At a time when this country is suffering economically and looking for fundamental change, it looks as if Sen. McCain is in the back office having lunch with a bunch of accountants.

The heavy emphasis in the policy on tax cuts seems designed to appeal to people who equate lower taxes with progress.  Haven’t we already had years of that kind of approach?

Where’s the vision?  There’s no protection for *new* businesses from the depredations of the increasingly-powerful carriers who control internet access in this country.  The policy is all about deal-making with the major forces the Senator is used to - “rewarding companies that offer high-speed Internet access services to low income customers by allowing these companies to offset their tax liability for the cost of this service,” “encourage private investment to facilitate the build-out of infrastructure.”

We tried this deal-making for years, and it’s been a disaster.  We need leadership to get ourselves out of this mess, and as far as I can tell John McCain isn’t offering that.

There’s almost too much to say about the back-of-the-handedness of this policy, so I’ll stop here.  This isn’t vision.  It’s more like a wistful memoir about times gone by.

The McCain tech plan

Disclosure: I am not affiliated with either candidate. If you’re commenting here, please let us know whether you’re working for a campaign.

The McCain tech plan is out.  A few things leap out.

First, here’s the fact:  We don’t have a functioning “free market” in online access.  John McCain thinks we do. That kind of magical thinking takes real practice.

Instead, we’ve got four or so enormous companies that control most of the country’s access, and they’re probably delighted that McCain is promising not to regulate them.

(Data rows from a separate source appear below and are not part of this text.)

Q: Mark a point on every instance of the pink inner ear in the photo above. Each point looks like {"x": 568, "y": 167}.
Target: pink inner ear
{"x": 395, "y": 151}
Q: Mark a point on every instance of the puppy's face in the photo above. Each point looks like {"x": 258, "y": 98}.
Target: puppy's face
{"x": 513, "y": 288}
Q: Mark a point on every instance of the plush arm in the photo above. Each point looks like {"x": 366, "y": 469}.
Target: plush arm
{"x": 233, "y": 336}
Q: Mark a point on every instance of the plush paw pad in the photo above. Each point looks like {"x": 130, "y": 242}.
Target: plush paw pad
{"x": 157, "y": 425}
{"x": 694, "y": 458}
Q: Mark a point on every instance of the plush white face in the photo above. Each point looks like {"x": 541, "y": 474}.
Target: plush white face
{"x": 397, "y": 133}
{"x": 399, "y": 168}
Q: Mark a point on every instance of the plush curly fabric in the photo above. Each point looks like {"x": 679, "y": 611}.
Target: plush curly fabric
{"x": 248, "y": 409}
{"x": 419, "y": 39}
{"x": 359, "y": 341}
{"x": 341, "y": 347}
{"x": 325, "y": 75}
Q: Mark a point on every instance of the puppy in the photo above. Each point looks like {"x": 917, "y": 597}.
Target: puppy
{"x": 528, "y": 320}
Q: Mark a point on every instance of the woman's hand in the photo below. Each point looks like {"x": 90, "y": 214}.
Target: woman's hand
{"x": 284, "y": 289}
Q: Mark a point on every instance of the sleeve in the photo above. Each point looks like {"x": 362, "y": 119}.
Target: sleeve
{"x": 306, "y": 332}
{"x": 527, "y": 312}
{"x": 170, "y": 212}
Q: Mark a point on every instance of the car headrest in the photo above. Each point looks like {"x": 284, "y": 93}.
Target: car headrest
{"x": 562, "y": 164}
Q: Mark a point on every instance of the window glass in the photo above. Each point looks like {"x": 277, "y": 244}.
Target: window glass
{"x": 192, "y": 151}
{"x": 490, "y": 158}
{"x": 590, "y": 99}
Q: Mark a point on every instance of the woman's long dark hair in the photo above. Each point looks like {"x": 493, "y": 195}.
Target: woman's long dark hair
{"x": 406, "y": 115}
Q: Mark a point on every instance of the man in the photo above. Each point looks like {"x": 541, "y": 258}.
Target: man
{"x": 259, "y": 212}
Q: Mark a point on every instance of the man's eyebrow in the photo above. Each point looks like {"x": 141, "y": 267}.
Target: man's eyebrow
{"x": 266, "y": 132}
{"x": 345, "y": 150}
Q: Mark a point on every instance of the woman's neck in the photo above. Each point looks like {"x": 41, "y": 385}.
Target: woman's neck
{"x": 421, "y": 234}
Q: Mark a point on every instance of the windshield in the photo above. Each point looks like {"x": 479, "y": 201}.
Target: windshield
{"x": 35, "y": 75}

The “net neutrality” movement is not about “regulating the internet.”  That’s twisted.

You can think of the internet as a conversation being had by more than a billion people walking along a sidewalk.  Big sidewalk.  Net neutrality would require that the sidewalk keep out of the conversation - not limit it, shape it, charge it based on how interesting it is, or butt in.  Right now, our sidewalks are in the business of deciding what kinds of conversations can happen, and they’re no longer required by law to just lie down and act like sidewalks.  That’s a problem.  We’d like the sidewalks, those basic transport elements, to be separate from the conversation.

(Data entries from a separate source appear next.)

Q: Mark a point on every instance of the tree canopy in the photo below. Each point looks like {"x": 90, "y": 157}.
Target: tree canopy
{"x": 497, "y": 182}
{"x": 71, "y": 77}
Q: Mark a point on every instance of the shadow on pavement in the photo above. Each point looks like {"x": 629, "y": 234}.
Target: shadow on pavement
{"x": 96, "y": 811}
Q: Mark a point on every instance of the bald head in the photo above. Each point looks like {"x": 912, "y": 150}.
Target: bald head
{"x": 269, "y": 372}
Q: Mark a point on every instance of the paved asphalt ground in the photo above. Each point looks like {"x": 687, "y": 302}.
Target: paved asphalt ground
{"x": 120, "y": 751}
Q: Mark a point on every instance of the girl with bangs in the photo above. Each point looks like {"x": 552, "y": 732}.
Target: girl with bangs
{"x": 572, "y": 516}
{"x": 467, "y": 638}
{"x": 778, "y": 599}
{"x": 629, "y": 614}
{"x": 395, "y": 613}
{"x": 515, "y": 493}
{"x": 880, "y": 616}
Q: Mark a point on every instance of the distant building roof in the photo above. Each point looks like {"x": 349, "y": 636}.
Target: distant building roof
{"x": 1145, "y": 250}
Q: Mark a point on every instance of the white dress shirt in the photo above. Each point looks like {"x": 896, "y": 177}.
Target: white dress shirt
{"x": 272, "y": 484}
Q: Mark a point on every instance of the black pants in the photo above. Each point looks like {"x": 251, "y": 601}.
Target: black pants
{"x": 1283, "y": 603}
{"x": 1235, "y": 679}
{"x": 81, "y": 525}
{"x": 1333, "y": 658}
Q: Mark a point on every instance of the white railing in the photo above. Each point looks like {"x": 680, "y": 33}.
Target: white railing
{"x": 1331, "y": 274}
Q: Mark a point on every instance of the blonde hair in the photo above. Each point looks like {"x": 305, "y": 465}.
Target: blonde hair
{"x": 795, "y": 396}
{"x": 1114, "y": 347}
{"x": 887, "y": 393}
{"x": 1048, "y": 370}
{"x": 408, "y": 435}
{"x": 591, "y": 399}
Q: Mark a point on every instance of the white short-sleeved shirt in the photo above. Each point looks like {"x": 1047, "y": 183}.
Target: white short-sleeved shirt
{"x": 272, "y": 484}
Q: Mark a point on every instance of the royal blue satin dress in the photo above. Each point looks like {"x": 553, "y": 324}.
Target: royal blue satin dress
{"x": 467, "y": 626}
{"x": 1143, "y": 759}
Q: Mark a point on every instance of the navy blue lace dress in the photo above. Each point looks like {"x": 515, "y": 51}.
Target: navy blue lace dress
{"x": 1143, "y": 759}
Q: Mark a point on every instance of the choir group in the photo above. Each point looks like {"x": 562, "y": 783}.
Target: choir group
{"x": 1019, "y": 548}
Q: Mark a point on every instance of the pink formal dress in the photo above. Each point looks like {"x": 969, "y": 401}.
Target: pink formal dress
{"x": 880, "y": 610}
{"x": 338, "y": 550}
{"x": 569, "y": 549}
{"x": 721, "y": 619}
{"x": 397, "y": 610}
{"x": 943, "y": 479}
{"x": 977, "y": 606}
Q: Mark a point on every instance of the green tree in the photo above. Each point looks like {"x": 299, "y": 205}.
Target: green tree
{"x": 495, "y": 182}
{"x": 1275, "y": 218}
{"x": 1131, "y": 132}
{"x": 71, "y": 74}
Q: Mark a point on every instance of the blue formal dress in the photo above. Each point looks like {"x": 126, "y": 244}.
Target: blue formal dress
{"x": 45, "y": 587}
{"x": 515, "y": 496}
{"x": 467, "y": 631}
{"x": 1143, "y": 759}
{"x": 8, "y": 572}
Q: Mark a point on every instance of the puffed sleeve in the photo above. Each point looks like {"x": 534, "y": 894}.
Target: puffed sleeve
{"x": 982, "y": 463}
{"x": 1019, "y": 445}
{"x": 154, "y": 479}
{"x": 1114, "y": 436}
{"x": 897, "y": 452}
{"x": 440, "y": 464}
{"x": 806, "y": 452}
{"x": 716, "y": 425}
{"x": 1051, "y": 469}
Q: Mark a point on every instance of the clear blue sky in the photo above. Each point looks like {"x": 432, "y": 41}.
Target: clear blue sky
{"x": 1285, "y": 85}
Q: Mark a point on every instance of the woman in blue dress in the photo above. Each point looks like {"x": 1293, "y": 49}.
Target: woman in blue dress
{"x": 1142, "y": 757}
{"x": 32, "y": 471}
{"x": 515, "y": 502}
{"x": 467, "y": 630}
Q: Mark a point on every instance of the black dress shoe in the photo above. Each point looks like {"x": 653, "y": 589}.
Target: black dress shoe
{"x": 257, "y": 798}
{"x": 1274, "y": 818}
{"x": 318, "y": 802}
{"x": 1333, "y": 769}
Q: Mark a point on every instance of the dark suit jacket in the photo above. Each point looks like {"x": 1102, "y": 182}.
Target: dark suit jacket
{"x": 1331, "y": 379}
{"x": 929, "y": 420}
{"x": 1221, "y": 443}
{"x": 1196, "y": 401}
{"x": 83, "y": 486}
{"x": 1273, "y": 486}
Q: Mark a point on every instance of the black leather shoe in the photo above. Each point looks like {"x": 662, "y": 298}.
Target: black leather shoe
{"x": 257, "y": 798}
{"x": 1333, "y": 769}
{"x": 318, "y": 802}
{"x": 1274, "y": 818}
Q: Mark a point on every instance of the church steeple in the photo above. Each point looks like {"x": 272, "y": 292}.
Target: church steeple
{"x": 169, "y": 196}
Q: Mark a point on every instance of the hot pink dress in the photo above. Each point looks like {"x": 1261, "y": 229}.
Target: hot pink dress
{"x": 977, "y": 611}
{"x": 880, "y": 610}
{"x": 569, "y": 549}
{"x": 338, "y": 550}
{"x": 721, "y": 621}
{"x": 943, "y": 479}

Just as the power companies can’t dictate what kinds of purposes people use electricity for, the providers of basic general-purpose communications transport shouldn’t be able to dictate how we communicate.

We used to have thousands of independent ISPs in this country.  If that was still the case, we’d have the market McCain seems to believe in - the ISPs would be competing, and some of those ISPs would choose to be non-discriminatory.  We don’t have that any more, because the sidewalk (back to that image) has been freed to rise up and become a set of channels, stepping-stones, and other traffic-shaping capacities that affect the conversation - it’s “vertically integrated.”  And all of the ISPs have been killed off or absorbed into a few large companies.

Not having basic, general purpose transport in place (to which lots of independent ISPs can connect) means no predictability for businesses or their investors.   It also means we’re empowering a few large gatekeepers to decide which companies will be effective.  That kind of private control over communications is something we’ve always cared about avoiding - until very recently.

Restoring basic, general-purpose, nondiscriminatory transport is not “regulating the Internet.”  It’s making the Internet - the conversation, remember, not the sidewalk - possible.

We can’t deal with all the sidewalk shenanigans on a case-by-case basis.  That just helps people who are good at hiring lawyers and delaying.  Instead, we need a rule and a separation of function, in my view.  You’re either a sidewalk or you’re not.

Second, the tax credit idea, under which McCain suggests there should be a credit of 10 percent of wages for each research & development employee, seems to be sort of a handout without real substance.  Don’t we want to encourage new investment and new jobs?  Why reward just the status quo?  I’m all for research, but this doesn’t seem very visionary.